Nashville Condo Market Perks Up

Written off as comatose as little as a year ago, Nashville's condo market has shown signs of life recently, with the overhanging inventory of developer-owned (and lender-owned) units finally burning off.

Nashville—Written off as comatose as little as a year ago, Nashville’s condo market has shown signs of life recently, with the overhanging inventory of developer-owned (and lender-owned) units finally burning off. That doesn’t mean that any more properties will be developed any time soon—reluctant lenders will see to that, even if developers wanted to go ahead—but it does represent a normalization of the market.

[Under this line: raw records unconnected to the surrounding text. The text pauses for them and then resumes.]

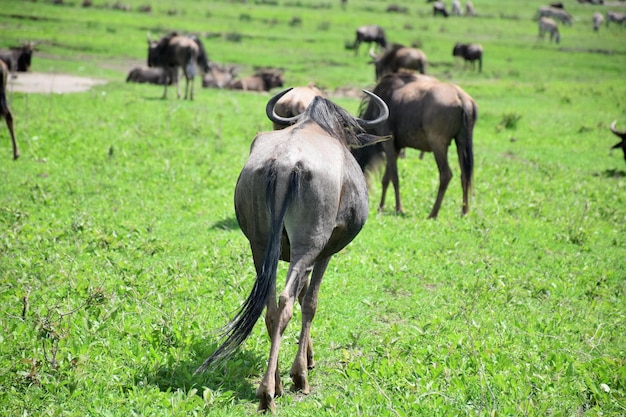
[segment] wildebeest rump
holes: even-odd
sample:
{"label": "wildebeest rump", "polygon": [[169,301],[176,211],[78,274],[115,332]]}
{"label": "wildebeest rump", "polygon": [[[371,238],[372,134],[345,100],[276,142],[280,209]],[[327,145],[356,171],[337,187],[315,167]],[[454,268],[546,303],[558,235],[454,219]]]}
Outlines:
{"label": "wildebeest rump", "polygon": [[622,151],[624,152],[624,160],[626,161],[626,132],[618,132],[615,128],[616,123],[617,120],[614,120],[613,123],[611,123],[611,132],[613,132],[615,136],[620,138],[620,141],[613,145],[611,149],[622,148]]}
{"label": "wildebeest rump", "polygon": [[[474,170],[473,130],[478,117],[474,100],[460,87],[440,82],[433,77],[395,73],[384,76],[374,94],[389,106],[389,120],[372,133],[392,135],[392,140],[374,147],[355,150],[362,167],[376,162],[381,152],[386,155],[383,190],[379,209],[385,206],[387,187],[391,180],[396,194],[396,212],[402,213],[397,160],[404,148],[432,152],[439,168],[439,190],[430,218],[436,218],[443,196],[452,178],[448,164],[448,147],[454,139],[463,188],[462,213],[469,212],[469,192]],[[367,118],[374,110],[367,104],[361,117]]]}
{"label": "wildebeest rump", "polygon": [[[250,241],[256,268],[254,288],[227,326],[224,342],[196,371],[237,349],[267,307],[271,348],[257,390],[261,411],[274,410],[274,397],[283,392],[278,353],[296,298],[302,306],[302,328],[290,374],[294,389],[309,393],[307,369],[314,366],[311,322],[322,277],[330,258],[359,233],[369,211],[365,177],[349,147],[383,140],[364,128],[383,123],[389,114],[376,97],[372,101],[381,114],[371,121],[315,97],[295,119],[281,118],[274,105],[285,93],[268,102],[266,113],[274,123],[296,123],[256,136],[235,187],[237,221]],[[289,262],[289,270],[277,299],[279,260]]]}
{"label": "wildebeest rump", "polygon": [[[314,85],[294,87],[276,102],[274,111],[284,118],[292,118],[304,113],[315,97],[324,97],[322,91]],[[284,129],[283,123],[274,123],[274,130]]]}
{"label": "wildebeest rump", "polygon": [[127,83],[148,83],[157,85],[172,85],[172,76],[178,76],[177,72],[165,71],[162,67],[137,66],[130,70],[126,77]]}
{"label": "wildebeest rump", "polygon": [[483,70],[483,47],[479,43],[459,43],[457,42],[452,49],[452,56],[460,56],[467,63],[472,63],[472,69],[478,61],[478,72]]}
{"label": "wildebeest rump", "polygon": [[26,42],[19,47],[0,51],[0,61],[4,61],[11,72],[27,72],[30,70],[33,57],[34,43]]}
{"label": "wildebeest rump", "polygon": [[361,26],[356,30],[356,39],[352,45],[354,54],[359,52],[359,45],[361,43],[375,43],[382,49],[387,48],[387,38],[385,38],[385,31],[378,25]]}
{"label": "wildebeest rump", "polygon": [[[161,67],[169,72],[170,79],[176,84],[176,93],[180,98],[178,68],[182,67],[185,75],[185,99],[193,100],[193,79],[196,64],[203,72],[209,71],[209,57],[202,41],[197,36],[180,36],[176,32],[153,41],[148,35],[148,66]],[[163,98],[167,97],[167,84],[163,89]]]}
{"label": "wildebeest rump", "polygon": [[13,131],[13,115],[9,109],[7,102],[6,88],[7,88],[7,76],[9,74],[9,68],[0,61],[0,116],[4,118],[9,128],[9,134],[11,135],[11,142],[13,144],[13,159],[17,159],[20,156],[20,151],[17,148],[17,142],[15,140],[15,132]]}
{"label": "wildebeest rump", "polygon": [[254,75],[235,80],[230,84],[233,90],[270,91],[283,86],[283,73],[277,69],[263,69]]}
{"label": "wildebeest rump", "polygon": [[376,81],[385,74],[400,70],[415,70],[420,74],[426,73],[428,58],[421,49],[394,44],[380,55],[375,55],[370,51],[370,56],[376,68]]}

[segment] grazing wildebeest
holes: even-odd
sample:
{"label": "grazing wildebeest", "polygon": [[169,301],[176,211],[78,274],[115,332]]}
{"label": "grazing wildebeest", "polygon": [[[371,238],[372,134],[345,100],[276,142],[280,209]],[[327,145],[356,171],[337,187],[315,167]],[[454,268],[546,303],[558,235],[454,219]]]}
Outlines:
{"label": "grazing wildebeest", "polygon": [[27,72],[30,69],[34,46],[34,43],[26,42],[8,51],[0,51],[0,60],[4,61],[11,72]]}
{"label": "grazing wildebeest", "polygon": [[[176,93],[180,98],[178,68],[182,67],[185,75],[185,99],[193,100],[193,79],[196,64],[203,72],[209,71],[209,57],[197,36],[180,36],[176,32],[165,35],[158,41],[150,39],[148,34],[148,66],[161,67],[169,72],[170,79],[176,84]],[[167,97],[167,84],[163,89],[163,98]]]}
{"label": "grazing wildebeest", "polygon": [[[322,91],[313,84],[294,87],[276,102],[274,111],[283,118],[291,118],[304,113],[315,97],[324,97]],[[285,128],[283,123],[274,123],[274,130]]]}
{"label": "grazing wildebeest", "polygon": [[[397,161],[401,151],[408,147],[432,152],[435,156],[439,168],[439,191],[428,217],[436,218],[452,178],[448,164],[448,147],[454,139],[461,166],[462,213],[468,213],[474,170],[473,131],[478,117],[474,100],[454,84],[409,73],[387,74],[374,89],[374,94],[387,103],[389,119],[371,133],[391,134],[392,140],[371,148],[357,149],[354,154],[361,167],[376,163],[381,152],[386,155],[379,210],[384,209],[387,187],[391,180],[396,194],[396,212],[404,211],[400,200]],[[361,117],[367,118],[373,111],[374,107],[368,103]]]}
{"label": "grazing wildebeest", "polygon": [[550,6],[541,6],[539,8],[539,18],[541,19],[542,17],[550,17],[552,19],[559,20],[566,25],[572,25],[572,15],[564,9],[558,9]]}
{"label": "grazing wildebeest", "polygon": [[556,43],[559,43],[561,40],[561,35],[559,35],[559,26],[556,24],[554,19],[550,19],[549,17],[540,17],[539,18],[539,37],[544,39],[546,32],[550,34],[550,41],[554,39]]}
{"label": "grazing wildebeest", "polygon": [[415,70],[420,74],[425,74],[428,64],[428,58],[422,50],[399,44],[392,45],[380,55],[375,55],[373,51],[370,51],[370,56],[376,68],[376,81],[385,74],[400,70]]}
{"label": "grazing wildebeest", "polygon": [[624,160],[626,161],[626,132],[618,132],[615,129],[616,123],[617,123],[617,120],[614,120],[613,123],[611,123],[611,132],[613,132],[615,136],[617,136],[621,140],[617,142],[615,145],[613,145],[611,149],[622,148],[622,151],[624,152]]}
{"label": "grazing wildebeest", "polygon": [[220,65],[211,62],[209,64],[209,72],[202,77],[202,87],[227,88],[238,72],[239,68],[235,65]]}
{"label": "grazing wildebeest", "polygon": [[[281,118],[273,110],[285,93],[268,102],[266,113],[272,122],[289,125],[293,118]],[[350,147],[385,139],[365,132],[389,115],[382,100],[373,97],[372,102],[380,115],[365,121],[325,98],[315,97],[304,113],[295,116],[296,124],[256,136],[239,174],[235,213],[250,241],[256,281],[227,326],[223,343],[196,373],[233,353],[266,307],[271,348],[257,389],[260,411],[273,411],[274,397],[283,392],[278,354],[296,298],[302,306],[302,328],[290,374],[294,389],[309,393],[307,370],[314,367],[311,322],[322,277],[332,255],[356,237],[368,215],[365,176]],[[279,260],[289,262],[289,269],[284,290],[277,298]]]}
{"label": "grazing wildebeest", "polygon": [[359,52],[359,45],[361,43],[372,43],[379,45],[382,49],[387,48],[387,38],[385,38],[385,31],[378,25],[361,26],[356,30],[356,39],[352,45],[354,54]]}
{"label": "grazing wildebeest", "polygon": [[626,13],[622,12],[606,12],[606,27],[609,27],[609,22],[615,22],[621,25],[626,21]]}
{"label": "grazing wildebeest", "polygon": [[162,67],[146,67],[137,66],[130,70],[126,77],[127,83],[148,83],[165,85],[166,83],[171,85],[173,80],[170,78],[172,75],[178,75],[177,73],[171,73],[165,71]]}
{"label": "grazing wildebeest", "polygon": [[452,0],[452,14],[455,16],[462,16],[461,0]]}
{"label": "grazing wildebeest", "polygon": [[593,14],[593,30],[597,32],[600,29],[602,22],[604,22],[604,16],[602,16],[602,13],[595,12]]}
{"label": "grazing wildebeest", "polygon": [[15,132],[13,132],[13,115],[9,110],[9,104],[7,103],[6,89],[7,89],[7,76],[9,75],[9,68],[0,61],[0,115],[7,122],[9,128],[9,134],[11,135],[11,142],[13,143],[13,159],[17,159],[20,156],[20,151],[17,149],[17,142],[15,141]]}
{"label": "grazing wildebeest", "polygon": [[483,47],[479,43],[459,43],[454,45],[452,56],[460,56],[465,63],[472,63],[472,69],[475,68],[475,61],[478,61],[478,72],[483,70]]}
{"label": "grazing wildebeest", "polygon": [[433,16],[437,16],[438,14],[442,15],[443,17],[448,17],[446,5],[442,1],[436,1],[433,3]]}
{"label": "grazing wildebeest", "polygon": [[263,69],[254,75],[235,80],[230,84],[233,90],[270,91],[283,86],[283,73],[277,69]]}

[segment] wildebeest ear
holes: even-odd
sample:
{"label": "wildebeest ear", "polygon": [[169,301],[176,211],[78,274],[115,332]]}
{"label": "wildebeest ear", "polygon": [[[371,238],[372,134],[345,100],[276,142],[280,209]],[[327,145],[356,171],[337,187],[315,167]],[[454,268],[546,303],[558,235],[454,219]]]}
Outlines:
{"label": "wildebeest ear", "polygon": [[356,135],[356,141],[348,143],[348,147],[350,149],[360,149],[366,146],[375,145],[380,142],[385,142],[391,139],[391,135],[387,136],[376,136],[370,135],[369,133],[359,133]]}

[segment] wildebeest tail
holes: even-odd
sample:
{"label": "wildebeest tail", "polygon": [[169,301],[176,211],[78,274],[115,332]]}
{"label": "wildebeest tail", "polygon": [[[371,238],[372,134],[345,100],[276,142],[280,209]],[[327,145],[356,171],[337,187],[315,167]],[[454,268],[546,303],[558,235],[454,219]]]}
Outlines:
{"label": "wildebeest tail", "polygon": [[296,166],[291,172],[289,185],[281,202],[279,201],[280,197],[276,195],[278,179],[276,168],[273,164],[268,167],[265,199],[270,215],[270,232],[261,271],[257,274],[252,292],[235,315],[235,318],[226,326],[223,335],[224,341],[221,346],[196,369],[196,374],[206,370],[212,363],[226,359],[231,355],[250,335],[254,325],[261,317],[269,299],[270,291],[275,288],[283,223],[287,209],[299,193],[301,172],[302,170],[299,166]]}
{"label": "wildebeest tail", "polygon": [[209,72],[211,69],[209,68],[209,55],[206,53],[202,41],[196,35],[191,35],[190,38],[196,43],[196,45],[198,45],[198,49],[200,50],[197,58],[198,65],[200,65],[202,71],[205,73]]}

For example, lenders took possession of 43 unsold units of Rhythm at Music Row in 2011, after only a handful of units had sold. A year later, the building is almost sold out. Sales are also up at both Fifth and Main and Belle Meade Court condo projects; three-quarters of the units at the former and 16 residences in the last two months at the latter.

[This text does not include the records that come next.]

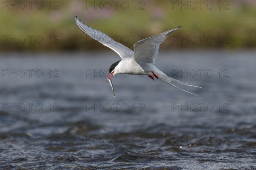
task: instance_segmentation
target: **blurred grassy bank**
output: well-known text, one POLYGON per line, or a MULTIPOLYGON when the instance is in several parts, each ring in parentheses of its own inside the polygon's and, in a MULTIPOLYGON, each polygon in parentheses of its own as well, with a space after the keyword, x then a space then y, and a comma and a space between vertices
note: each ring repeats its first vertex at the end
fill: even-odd
POLYGON ((77 27, 76 15, 131 49, 179 26, 161 49, 256 46, 254 0, 12 0, 0 8, 2 52, 106 49, 77 27))

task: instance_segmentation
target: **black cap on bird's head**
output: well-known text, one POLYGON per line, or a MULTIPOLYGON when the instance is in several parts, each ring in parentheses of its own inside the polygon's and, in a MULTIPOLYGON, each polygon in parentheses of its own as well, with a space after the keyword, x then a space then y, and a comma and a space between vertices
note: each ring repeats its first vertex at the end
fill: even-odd
POLYGON ((121 61, 121 60, 119 60, 119 61, 117 61, 116 62, 114 63, 113 64, 112 64, 112 65, 111 65, 110 67, 109 67, 109 69, 108 69, 108 74, 111 73, 112 71, 113 71, 114 69, 115 69, 115 68, 116 68, 116 66, 118 65, 120 61, 121 61))

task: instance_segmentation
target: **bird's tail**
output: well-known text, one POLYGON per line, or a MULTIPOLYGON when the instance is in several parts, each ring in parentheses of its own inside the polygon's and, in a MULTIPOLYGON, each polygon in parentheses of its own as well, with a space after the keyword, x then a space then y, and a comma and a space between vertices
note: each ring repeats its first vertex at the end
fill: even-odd
POLYGON ((181 90, 183 91, 184 92, 188 92, 189 93, 190 93, 190 94, 192 94, 192 95, 196 95, 197 96, 199 96, 198 95, 197 95, 196 94, 195 94, 194 93, 192 93, 192 92, 188 92, 187 91, 184 90, 183 89, 181 89, 180 88, 179 88, 179 87, 177 87, 177 86, 176 86, 174 85, 174 84, 173 84, 171 83, 172 81, 176 81, 177 82, 180 83, 180 84, 182 84, 185 85, 186 85, 186 86, 192 86, 192 87, 195 87, 203 88, 202 87, 199 87, 199 86, 195 86, 191 85, 188 84, 187 83, 182 82, 180 81, 179 80, 176 80, 176 79, 175 79, 174 78, 170 78, 169 77, 167 76, 164 73, 163 73, 163 72, 162 72, 162 74, 156 74, 156 75, 157 76, 157 77, 158 77, 158 78, 159 78, 161 81, 164 81, 165 82, 166 82, 167 84, 170 84, 171 86, 173 86, 174 87, 177 88, 177 89, 180 89, 180 90, 181 90))

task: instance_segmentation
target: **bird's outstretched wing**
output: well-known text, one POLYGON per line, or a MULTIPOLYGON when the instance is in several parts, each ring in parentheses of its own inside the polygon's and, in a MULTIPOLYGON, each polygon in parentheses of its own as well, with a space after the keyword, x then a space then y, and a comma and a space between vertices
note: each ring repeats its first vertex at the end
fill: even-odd
POLYGON ((157 58, 159 45, 172 32, 181 27, 177 27, 153 37, 137 42, 134 46, 134 53, 132 58, 138 62, 154 63, 157 58))
POLYGON ((133 55, 133 52, 125 46, 113 40, 109 36, 90 27, 84 23, 81 20, 76 16, 76 23, 77 26, 82 31, 92 38, 96 40, 116 52, 121 58, 131 58, 133 55))

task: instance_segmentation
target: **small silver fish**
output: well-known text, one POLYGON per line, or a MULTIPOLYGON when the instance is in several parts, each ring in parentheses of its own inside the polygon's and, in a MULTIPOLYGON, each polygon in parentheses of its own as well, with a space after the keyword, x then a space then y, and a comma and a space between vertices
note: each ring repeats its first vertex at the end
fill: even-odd
POLYGON ((111 79, 110 79, 109 78, 108 78, 108 80, 109 82, 109 84, 111 86, 111 88, 112 89, 112 91, 113 91, 113 94, 114 94, 114 97, 116 97, 116 96, 115 96, 115 90, 114 89, 114 86, 113 86, 113 84, 112 84, 112 81, 111 81, 111 79))

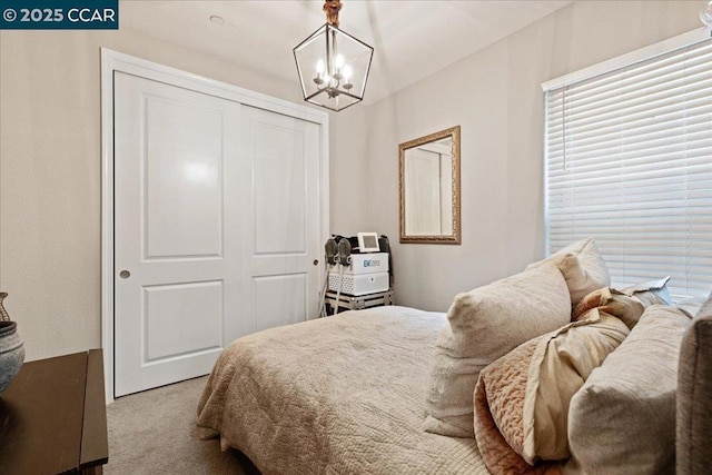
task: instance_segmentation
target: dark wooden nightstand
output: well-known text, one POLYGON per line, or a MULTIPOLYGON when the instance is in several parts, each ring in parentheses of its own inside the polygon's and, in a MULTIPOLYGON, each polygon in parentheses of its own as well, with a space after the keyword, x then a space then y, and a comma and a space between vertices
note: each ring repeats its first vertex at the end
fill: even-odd
POLYGON ((101 349, 22 365, 0 395, 0 474, 97 474, 108 459, 101 349))

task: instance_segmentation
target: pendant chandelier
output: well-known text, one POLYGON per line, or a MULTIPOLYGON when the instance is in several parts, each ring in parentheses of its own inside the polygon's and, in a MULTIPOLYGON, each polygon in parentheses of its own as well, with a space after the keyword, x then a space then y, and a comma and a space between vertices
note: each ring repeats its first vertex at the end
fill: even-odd
POLYGON ((340 0, 324 2, 326 23, 294 49, 304 100, 342 110, 364 98, 374 49, 338 29, 340 0))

At the end of 2011, Atlanta-based The Marketing Directors relaunched the sales effort for Fifth and Main, which is located in East Nashville, with a real estate auction that generated 26 condo sales. The company then leveraged the new pricing and value re-established by the auction. The residences are now priced from $115,900, with FHA financing available and, according to ACG Equities principal David Lang, averaging 20 sales a month.

At Belle Meade Court in Belle Meade, the property has seen more sales in the last two months than it had during the previous twelve months combined, though it always had its location going for it (and a heated swimming pool, fitness facility and gated garage parking). Prices there range from $289,900 to $562,900.

Condos are selling again because of the improved economy, and because the aforementioned auction, as well as other recent condo auctions, have helped put a post-bubble valuation on Nashville condos. Also important in keeping the inventory low are the conversion of units at Velocity in the Gulch and Rolling Mill Hill into apartments, rather than the original for-sale housing they stared out to be. Those conversions took about 300 condo units off the market in the city.